‘I found a dead bird. It made me sad… but I also had a lot of questions.’
Older primary school children, who are this book’s likely readers, will no doubt have pondered on the fate of the dead animals they will have come across when out and about. And so this introductory sentence is just what is needed to link their wonderings with the content of the book. And what comprehensive coverage of a challenging topic is provided here. All aspects of the cycle of life are covered – life and lifespans, how animals and people die, what happens to bodies after death and funeral customs. Headings and subheadings and use of colour make for an appealing format. The written text is lively and coherent and rich with interesting information. The longer blocks of text are substantial enough in terminology and concepts to take children far beyond the superficial. Unsettling facts are not glossed over: some lives are very short. Baby mammals, for example, are helpless and vulnerable to predators and indeed all living things are consumers of other creatures or plants. While the book is about science and evidence, it also covers what different people believe about the soul and life after death. Information is communicated in a rich variety of ways. The illustrations have a hugely important role and, in addition to copious photographs, take the form of pictorial charts and diagrams, for example showing food webs and the progress of decay.

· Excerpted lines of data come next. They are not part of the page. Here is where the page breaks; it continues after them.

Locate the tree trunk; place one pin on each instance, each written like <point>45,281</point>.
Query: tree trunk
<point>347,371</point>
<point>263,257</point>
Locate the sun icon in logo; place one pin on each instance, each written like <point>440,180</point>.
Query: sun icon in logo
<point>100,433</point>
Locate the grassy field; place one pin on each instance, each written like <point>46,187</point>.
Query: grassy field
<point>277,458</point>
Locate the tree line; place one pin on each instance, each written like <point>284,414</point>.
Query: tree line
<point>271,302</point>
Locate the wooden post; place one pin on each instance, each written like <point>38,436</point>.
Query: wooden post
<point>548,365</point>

The intriguing aspects of the topic are always to the fore. What would happen if people and animals did not die? In the case of flies, in a few months huge areas of the world would be waist-deep in the insects. After covering some ‘big shapes’ of the topic the author returns to the specific at the end and we learn the actual story of the dead hummingbird that first draws us into the book. Whatever changes come about in the curriculum, science is always going to include much about the life cycles of human beings and creatures and this book deserves a place in the primary school library.